O que é home equity e quais os seus benefícios

O que é home equity e quais os seus benefícios

Home equity significa crédito com garantia em imóvel, conhecido também por refinanciamento. É uma modalidade que se dá pela entrega da propriedade à instituição financeira, enquanto o proprietário estiver pagando as parcelas do empréstimo, incluindo a possibilidade de morar ou alugar — de acordo com o que estiver estipulado no contrato.

Nesta modalidade, o credor se torna dono do imóvel, até que o devedor quite a dívida. Na verdade, é um tipo de empréstimo que apresenta vantagens para o devedor, visto que as taxas são pequenas e o prazo de pagamento é bem flexível, facilitando bastante a negociação. Apesar de parecer complicado no início, a negociação nada tem a ver com compra — o imóvel é apenas usado como garantia de uma dívida.

O home equity surgiu no Brasil em meados dos anos 2000. De lá para cá, tem se tornado uma excelente alternativa a outros tipos de créditos.
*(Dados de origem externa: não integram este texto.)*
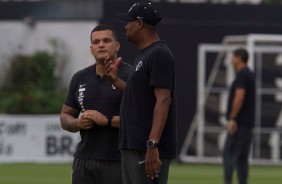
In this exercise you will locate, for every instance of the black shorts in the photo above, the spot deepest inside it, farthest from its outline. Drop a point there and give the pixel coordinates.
(96, 172)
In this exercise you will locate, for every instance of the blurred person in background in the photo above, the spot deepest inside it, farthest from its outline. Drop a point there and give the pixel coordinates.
(240, 119)
(92, 107)
(148, 109)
Entre as principais vantagens dessa modalidade estão:

– Juros baixos, em média, menos de 2% mensais;
– Parcelas facilitadas, podendo ter uma variação no pagamento de 24 a 80 parcelas;
– Vale para qualquer finalidade, como viagens, investimento em negócios, quitação de dívidas, etc.
– Pessoas que possuem imóveis próprios alugados podem utilizar o home equity como opção de crédito. O proprietário, na verdade, ganha com essa negociação, visto que ele pode utilizar o valor do aluguel para quitar as parcelas do crédito.

Diante da instabilidade econômica que vivemos e que repercutem no mercado imobiliário, o home equity surge como uma solução para questões financeiras, sem que haja necessidade de vender uma propriedade.
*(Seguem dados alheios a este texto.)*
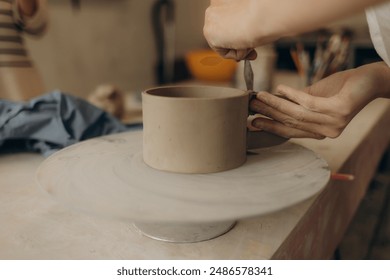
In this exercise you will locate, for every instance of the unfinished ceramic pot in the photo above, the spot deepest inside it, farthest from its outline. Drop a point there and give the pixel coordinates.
(196, 129)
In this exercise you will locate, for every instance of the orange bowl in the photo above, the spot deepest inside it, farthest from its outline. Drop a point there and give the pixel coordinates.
(207, 65)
Em relação aos juros, em média, são cobrados cerca de 14% ao ano, diferentemente de empréstimos pessoais, que possuem juros de mais de 200% ao ano. O risco desse crédito, quando comparado aos demais, é menor. Isso se deve ao fato de haver uma propriedade como garantia. No entanto, se não for bem pensado e o devedor tiver dificuldades financeiras, ocasionando a inadimplência, ele pode perder seu bem físico — o que faz parte do processo de execução de dívida.

As regras do home equity, assim como nos empréstimos pessoais, variam de acordo com o valor mínimo do imóvel e o comprometimento da renda do devedor pode variar, mas, em geral, fica entre 25 a 30%.

Quem solicita um empréstimo por home equity tem que possuir um imóvel quitado e precisa estar em seu nome — justamente por ser a garantia da negociação. 

Vale ressaltar que a idade pode ser um obstáculo para as pessoas mais velhas. Na maioria das instituições financeiras, o contratante deve ter no mínimo 18 anos. Contudo, a grande restrição que há é quanto à idade que o contratante terá ao final do contrato. Os limites são de 74 a 80 anos. Mas, quem tem, por exemplo, 55 anos e deseja fazer um home equity com uma duração de 20 anos, talvez não consiga aprovação.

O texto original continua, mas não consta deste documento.